Dans de nombreuses régions, la faiblesse de la production de maïs est attribuée à la pénurie de semences, les semences de report ayant souvent été mangées du fait de la mauvaise récolte de la campagne précédente. Dans les régions où la saison des pluies avait connu un faux départ suivi par une période de relative sécheresse pendant laquelle les plants qui commençaient à sortir avaient séché sur pied, la nécessité de replanter a constitué un autre problème: les exploitants ne sont souvent trouvés sans semences après leurs premier semis. En 2001, le programme ciblé d’intrants de la DIFD avait été sensiblement réduit et de nombreux exploitants qui dépendaient de ce programme pour leurs semis d’été se sont trouvés déçus. D’un autre côté, la distribution tardive de semences d’hiver dans le cadre de ce programme a encouragé certains exploitants à les conserver pour les semis d’été de la campagne 2001/2002.
Une importante partie des superficies en maïs est plantée en hybrides – bien que le MAI encourage maintenant l’utilisation à plus grande échelle de variétés composites et à pollinisation libre – et il semblerait que dans de nombreux cas, les exploitants, dans l’incapacité d’acheter de nouvelles semences, aient planté les semences conservées de leur récolte d’hybrides, avec une baisse prévisible des rendements.

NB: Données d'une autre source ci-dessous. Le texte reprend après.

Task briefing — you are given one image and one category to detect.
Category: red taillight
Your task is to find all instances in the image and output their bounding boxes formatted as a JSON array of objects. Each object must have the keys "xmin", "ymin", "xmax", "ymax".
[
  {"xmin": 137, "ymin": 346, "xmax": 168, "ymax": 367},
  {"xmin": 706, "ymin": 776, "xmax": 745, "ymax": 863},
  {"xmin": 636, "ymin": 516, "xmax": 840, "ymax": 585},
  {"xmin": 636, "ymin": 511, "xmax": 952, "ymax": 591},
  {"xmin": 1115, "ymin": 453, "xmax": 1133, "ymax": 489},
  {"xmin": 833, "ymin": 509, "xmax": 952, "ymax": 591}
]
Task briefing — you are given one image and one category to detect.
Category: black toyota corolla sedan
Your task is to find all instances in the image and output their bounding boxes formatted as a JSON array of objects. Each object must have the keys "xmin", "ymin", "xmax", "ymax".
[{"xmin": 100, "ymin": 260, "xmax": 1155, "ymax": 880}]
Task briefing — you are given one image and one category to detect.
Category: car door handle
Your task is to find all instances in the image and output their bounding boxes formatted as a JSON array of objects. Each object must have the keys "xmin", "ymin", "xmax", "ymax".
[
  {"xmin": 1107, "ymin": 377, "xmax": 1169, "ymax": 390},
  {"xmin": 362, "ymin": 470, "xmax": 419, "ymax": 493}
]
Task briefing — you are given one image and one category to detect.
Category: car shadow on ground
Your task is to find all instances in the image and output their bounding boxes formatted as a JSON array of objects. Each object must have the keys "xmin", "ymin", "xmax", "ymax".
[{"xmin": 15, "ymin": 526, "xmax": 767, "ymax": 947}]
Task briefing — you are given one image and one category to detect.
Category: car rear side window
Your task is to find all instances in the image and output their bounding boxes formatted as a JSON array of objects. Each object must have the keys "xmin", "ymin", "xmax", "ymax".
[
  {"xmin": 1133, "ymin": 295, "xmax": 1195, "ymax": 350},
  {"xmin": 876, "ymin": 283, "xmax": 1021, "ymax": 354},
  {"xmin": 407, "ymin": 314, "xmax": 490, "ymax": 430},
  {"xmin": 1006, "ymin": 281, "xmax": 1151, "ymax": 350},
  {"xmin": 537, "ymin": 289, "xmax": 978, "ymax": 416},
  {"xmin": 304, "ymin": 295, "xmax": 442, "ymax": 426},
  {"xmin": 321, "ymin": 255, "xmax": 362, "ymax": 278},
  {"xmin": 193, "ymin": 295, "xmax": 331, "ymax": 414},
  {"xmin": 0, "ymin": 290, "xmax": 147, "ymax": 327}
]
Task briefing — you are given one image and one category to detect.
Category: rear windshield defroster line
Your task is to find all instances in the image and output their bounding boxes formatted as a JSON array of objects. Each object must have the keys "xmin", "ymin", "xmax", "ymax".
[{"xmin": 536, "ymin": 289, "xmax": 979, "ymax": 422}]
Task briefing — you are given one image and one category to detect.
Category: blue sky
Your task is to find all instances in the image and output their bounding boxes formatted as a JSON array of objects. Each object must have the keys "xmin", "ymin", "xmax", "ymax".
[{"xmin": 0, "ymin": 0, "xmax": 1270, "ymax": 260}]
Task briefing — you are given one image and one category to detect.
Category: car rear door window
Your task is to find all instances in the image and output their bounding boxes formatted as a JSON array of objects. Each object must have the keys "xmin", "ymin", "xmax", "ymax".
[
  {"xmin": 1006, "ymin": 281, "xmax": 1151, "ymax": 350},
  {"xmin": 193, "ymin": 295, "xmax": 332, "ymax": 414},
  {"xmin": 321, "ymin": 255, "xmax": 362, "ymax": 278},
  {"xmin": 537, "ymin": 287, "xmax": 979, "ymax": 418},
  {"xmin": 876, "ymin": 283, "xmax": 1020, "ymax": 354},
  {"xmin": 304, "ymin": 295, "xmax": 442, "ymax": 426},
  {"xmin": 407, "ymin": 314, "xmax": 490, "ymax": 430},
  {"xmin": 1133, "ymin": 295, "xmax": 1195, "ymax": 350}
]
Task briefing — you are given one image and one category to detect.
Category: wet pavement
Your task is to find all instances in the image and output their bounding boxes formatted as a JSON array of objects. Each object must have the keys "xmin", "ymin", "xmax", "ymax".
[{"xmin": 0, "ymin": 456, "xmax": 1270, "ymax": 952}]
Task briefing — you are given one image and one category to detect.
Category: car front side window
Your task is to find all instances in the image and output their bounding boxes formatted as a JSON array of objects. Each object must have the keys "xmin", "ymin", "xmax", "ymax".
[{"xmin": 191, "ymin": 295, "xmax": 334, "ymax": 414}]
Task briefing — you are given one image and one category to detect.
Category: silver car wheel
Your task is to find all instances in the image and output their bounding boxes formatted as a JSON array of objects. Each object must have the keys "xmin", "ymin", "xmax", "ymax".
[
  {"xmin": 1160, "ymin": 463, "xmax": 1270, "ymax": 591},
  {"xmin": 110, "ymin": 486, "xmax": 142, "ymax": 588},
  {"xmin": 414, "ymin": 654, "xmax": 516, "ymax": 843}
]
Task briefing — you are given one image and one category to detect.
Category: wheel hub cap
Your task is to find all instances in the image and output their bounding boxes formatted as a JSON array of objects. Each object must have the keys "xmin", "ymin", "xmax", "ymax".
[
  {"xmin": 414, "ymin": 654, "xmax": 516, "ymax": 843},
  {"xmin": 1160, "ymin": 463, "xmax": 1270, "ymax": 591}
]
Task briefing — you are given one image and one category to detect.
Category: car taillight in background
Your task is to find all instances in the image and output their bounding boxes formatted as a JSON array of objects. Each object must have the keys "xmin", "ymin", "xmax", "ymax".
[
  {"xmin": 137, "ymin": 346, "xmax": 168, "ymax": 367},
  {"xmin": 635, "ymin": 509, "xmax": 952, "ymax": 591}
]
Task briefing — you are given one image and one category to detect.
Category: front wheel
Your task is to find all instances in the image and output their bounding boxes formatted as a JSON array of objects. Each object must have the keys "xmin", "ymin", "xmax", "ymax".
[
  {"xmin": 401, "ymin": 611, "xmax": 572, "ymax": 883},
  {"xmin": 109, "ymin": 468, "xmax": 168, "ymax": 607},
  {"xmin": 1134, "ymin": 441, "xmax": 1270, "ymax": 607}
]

Dans de nombreuses régions, les exploitants ont eu des difficultés à obtenir des boutures de manioc et des lianes de patate douce. Cependant, les superficies en culture ont augmenté pour ces deux produits et le MAI encourage – avec succès – la création de pépinières capables de produire des plants.
Les petits exploitants malawiens achètent relativement peu d’engrais pour leurs cultures vivrières parce que leur prix, qui n’est plus subventionné, est souvent trop élevé pour eux. (Les prix actuels d’un sac de 25 kg d’urée, de 23.21.0 et de CAN sont environ de 1 060, 1 260 et 960 kwacha respectivement). Un grand nombre d’exploitants dépendent toujours des engrais distribués soit gratuitement soit dans le cadre du programme ciblé d’intrants ou du programme d’investissement dans la productivité agricole de la CE. La réduction de ces programmes en 2001 a eu un effet préjudiciable sur l’emploi des engrais et sur la production totale de maïs. Le MAI encourage activement le compostage.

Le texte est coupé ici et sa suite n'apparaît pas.